- Sedgwick's coat of arms
- Born: 1611 Woburn, Bedfordshire
- Died: 24 May 1656 (aged 43) Colony of Jamaica

= Robert Sedgwick (colonist) =

English-born military officer, merchant and politician (1611–1656)

Robert Sedgwick (1611 – 24 May 1656) was an English military officer, merchant and politician in New England.

==Life==

Signature of Robert Sedgwick

He was the son of William Sedgwick of London, and brother of English priest William Sedgwick. He has been identified with the Sedgwick who came over to New England in 1635, in the ship Truelove, aged 24, although in the record of the custom house his name is written 'Jo.' instead of 'Ro.' Sedgwick. He was made a freeman of Massachusetts on 9 March 1637.

Sedgwick, who had some military training, and is said by Edward Johnson to have been "nurst up in London's Artillery garden", was chosen captain of the Charlestown trained band, and was, in 1638, one of the founders of the Military Company of Massachusetts. His name is the third in the company's foundation charter. He was commander of the Castle in Boston Harbour in 1641, and was major-general of the Massachusetts forces in 1652. He ordered the building of Castle William, the first fort at Boston.

In 1653, Sedgwick was in England and Oliver Cromwell selected him to command an expedition intended to drive the Dutch from New Netherland, giving him the rank of major in the army.
He raised, in spite of various obstructions, a few hundred men in the New England colonies, and was about to set out against the Dutch (June 1654), when news of the peace with Holland put a stop to his proceedings. On this, Sedgwick turned his forces against the French in Acadia during and launched the English Invasion of Acadia (1654). During the campaign he captured the forts of St John's and Port Royal, and a settlement at Pentagouet (now Castine, Maine) and added Acadia to the British dominions.

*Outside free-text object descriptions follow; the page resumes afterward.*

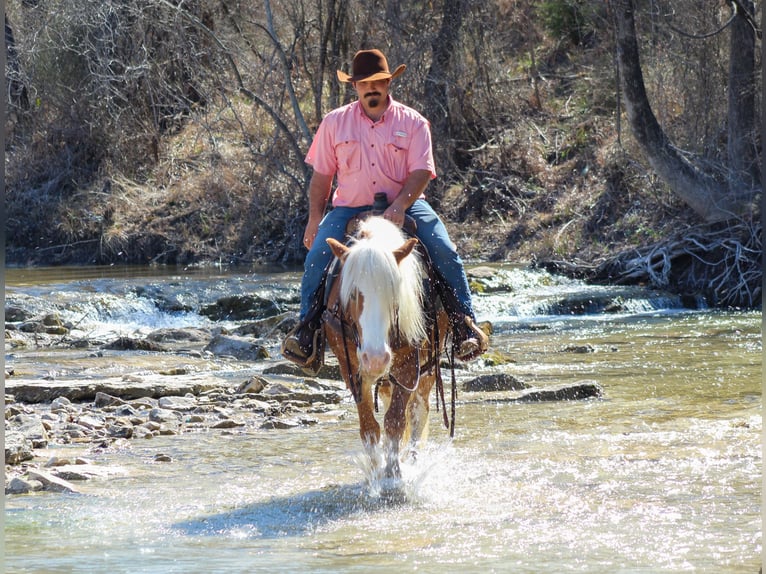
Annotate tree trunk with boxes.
[727,0,757,190]
[612,0,757,223]
[424,0,467,142]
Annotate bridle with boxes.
[324,290,420,407]
[322,247,458,438]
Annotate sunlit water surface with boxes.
[4,265,761,573]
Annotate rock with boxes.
[94,392,126,408]
[149,408,177,423]
[76,414,106,430]
[493,381,603,403]
[561,344,595,354]
[203,334,269,361]
[112,404,139,418]
[237,375,268,394]
[200,294,282,321]
[52,464,119,481]
[210,418,245,429]
[158,424,177,436]
[260,417,301,430]
[264,361,342,380]
[45,456,72,467]
[6,477,44,494]
[6,374,228,404]
[19,321,46,333]
[5,306,32,322]
[233,312,294,338]
[103,337,168,352]
[11,415,49,448]
[107,419,134,438]
[146,327,211,343]
[51,396,75,413]
[27,469,81,493]
[158,395,197,411]
[5,430,34,464]
[463,373,529,392]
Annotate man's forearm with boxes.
[308,172,334,220]
[391,169,432,213]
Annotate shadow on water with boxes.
[172,481,409,539]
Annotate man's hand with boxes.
[383,205,405,228]
[303,217,321,250]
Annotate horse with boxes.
[322,216,452,480]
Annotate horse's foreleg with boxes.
[382,384,409,478]
[356,386,380,450]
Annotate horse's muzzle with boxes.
[359,347,392,380]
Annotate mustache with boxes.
[365,92,382,98]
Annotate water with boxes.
[4,265,761,573]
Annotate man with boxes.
[282,48,487,374]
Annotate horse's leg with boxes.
[404,310,449,455]
[405,370,433,448]
[382,383,409,478]
[325,326,381,455]
[356,382,380,451]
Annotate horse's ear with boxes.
[393,237,419,264]
[327,237,350,260]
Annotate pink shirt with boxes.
[305,97,436,207]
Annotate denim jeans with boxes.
[299,199,475,320]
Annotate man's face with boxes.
[353,79,391,114]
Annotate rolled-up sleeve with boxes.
[305,119,337,177]
[407,119,436,179]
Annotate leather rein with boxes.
[323,293,421,406]
[322,264,457,438]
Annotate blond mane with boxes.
[339,217,426,345]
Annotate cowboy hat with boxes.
[336,49,406,83]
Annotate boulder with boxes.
[463,373,529,392]
[26,469,81,494]
[203,334,269,361]
[5,430,34,465]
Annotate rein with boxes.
[328,293,422,407]
[322,236,458,438]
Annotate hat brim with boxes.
[337,64,406,83]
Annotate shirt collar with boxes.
[355,95,395,123]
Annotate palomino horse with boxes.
[323,216,451,479]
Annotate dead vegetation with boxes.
[4,0,761,308]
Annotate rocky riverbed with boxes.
[5,268,607,496]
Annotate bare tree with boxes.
[612,0,759,222]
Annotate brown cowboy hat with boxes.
[336,49,406,83]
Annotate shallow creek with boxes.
[4,265,762,573]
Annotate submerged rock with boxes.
[489,380,603,403]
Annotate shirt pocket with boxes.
[334,139,361,175]
[382,135,410,183]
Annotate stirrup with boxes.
[452,315,489,362]
[281,324,325,376]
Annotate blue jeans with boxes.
[299,199,475,320]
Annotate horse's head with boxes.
[327,217,425,381]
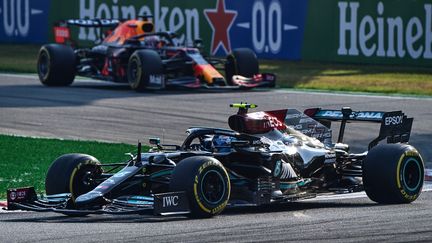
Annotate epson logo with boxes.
[385,115,403,126]
[162,195,179,207]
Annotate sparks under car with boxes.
[37,18,275,91]
[6,103,424,218]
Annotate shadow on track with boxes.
[2,199,376,224]
[0,81,271,108]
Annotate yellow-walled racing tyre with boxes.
[37,44,76,86]
[169,156,231,218]
[45,154,102,203]
[363,144,424,204]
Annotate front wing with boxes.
[5,186,315,216]
[6,187,190,216]
[151,73,276,90]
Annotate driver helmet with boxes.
[143,35,160,47]
[212,135,234,152]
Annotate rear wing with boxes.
[62,19,120,28]
[304,107,413,150]
[53,19,120,45]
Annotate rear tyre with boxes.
[37,44,76,86]
[45,154,102,202]
[225,48,259,85]
[127,49,163,92]
[170,156,230,218]
[363,144,424,204]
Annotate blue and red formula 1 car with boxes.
[37,17,275,91]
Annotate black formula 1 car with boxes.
[37,18,275,91]
[6,103,424,218]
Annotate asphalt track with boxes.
[1,74,431,161]
[1,186,432,242]
[1,74,432,242]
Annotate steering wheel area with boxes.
[182,129,242,153]
[183,134,213,151]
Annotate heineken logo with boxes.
[338,1,432,59]
[75,0,301,57]
[78,0,201,45]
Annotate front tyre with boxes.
[127,49,163,92]
[37,44,76,86]
[363,144,424,204]
[170,156,230,218]
[45,153,102,202]
[225,48,259,85]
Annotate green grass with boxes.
[260,60,432,96]
[0,44,39,73]
[1,44,431,95]
[0,134,141,199]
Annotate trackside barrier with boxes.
[0,0,50,43]
[302,0,432,66]
[0,0,431,63]
[1,0,307,59]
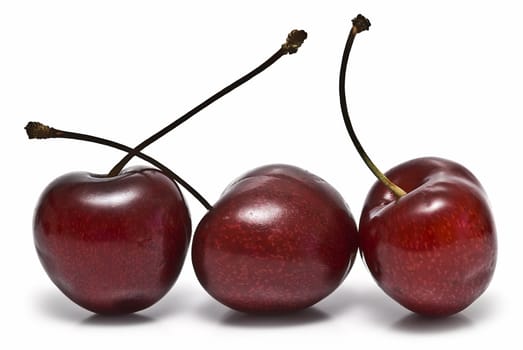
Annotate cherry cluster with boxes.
[26,15,497,318]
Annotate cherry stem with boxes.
[339,15,407,198]
[107,29,308,177]
[25,121,213,210]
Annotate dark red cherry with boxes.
[192,164,358,313]
[34,167,191,314]
[359,157,497,316]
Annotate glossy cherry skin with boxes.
[33,167,191,314]
[192,164,358,313]
[359,157,497,316]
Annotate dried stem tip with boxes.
[352,14,371,33]
[24,121,59,139]
[282,29,308,54]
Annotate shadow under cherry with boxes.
[391,313,472,333]
[221,307,330,327]
[81,313,154,326]
[36,289,156,326]
[196,299,331,328]
[390,292,497,333]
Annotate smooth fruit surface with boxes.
[359,157,497,316]
[192,164,358,313]
[34,167,191,314]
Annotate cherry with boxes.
[191,164,358,313]
[339,15,497,316]
[26,123,194,315]
[26,29,307,314]
[33,166,190,315]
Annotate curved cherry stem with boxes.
[108,29,308,177]
[339,15,407,198]
[25,121,213,210]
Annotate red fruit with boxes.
[34,167,191,314]
[192,164,358,313]
[338,15,497,317]
[359,157,497,316]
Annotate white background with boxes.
[1,0,521,348]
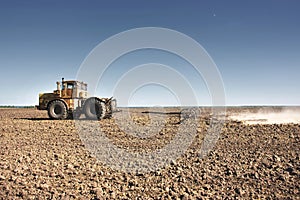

In the summer of 1655, after the invasion of Jamaica, the Lord Protector appointed Sedgwick one of the civil commissioners for the government of his new acquisition. The instructions describe him still merely as 'Major Sedgwick' but it is evident that Cromwell relied much on his experience of colonial life and his influence in New England. In October 1655, when Sedgwick arrived at Jamaica, he found the troops dying fast, everything in disorder, and necessaries of every kind wanting.
"You must in a manner begin the work over again" was his message to Cromwell; but, though inwardly desponding of the future of the Colony of Jamaica, he kept a brave front to the public, and under his energetic and judicious administration things slowly mended.
Cromwell rewarded his zeal by sending him a commission as major-general and commander-in-chief, which reached Jamaica early in May 1656.
But Sedgwick never took up the command, died on 24 May 1656, and was buried halfway up the canyon to Spanish Town from Ocho Rios in a small Christopher Wren-style chapel.

==Assessment==
According to his secretary, the new responsibility imposed upon him aggravated his illness and brought him to his grave.
"There is so much expected of me", said he, "and I, conscious of my own disabilities, having besides so untoward a people to deal with, am able to perform so little, that I shall never overcome it; it will break my heart."
The secretary describes Sedgwick as being "generally beloved and esteemed by all sorts of people" and Carlyle characterises him as "a very brave, zealous, and pious man, whose letters in Thurloe are, of all others, the best worth reading on this subject."

==Family==
Sedgwick left a widow, Joanna, and five children. The Lord Protector granted her a pension of £100 per annum, and ordered her husband's arrears to be paid to her.

Sedgwick, Maine, was named in his honour.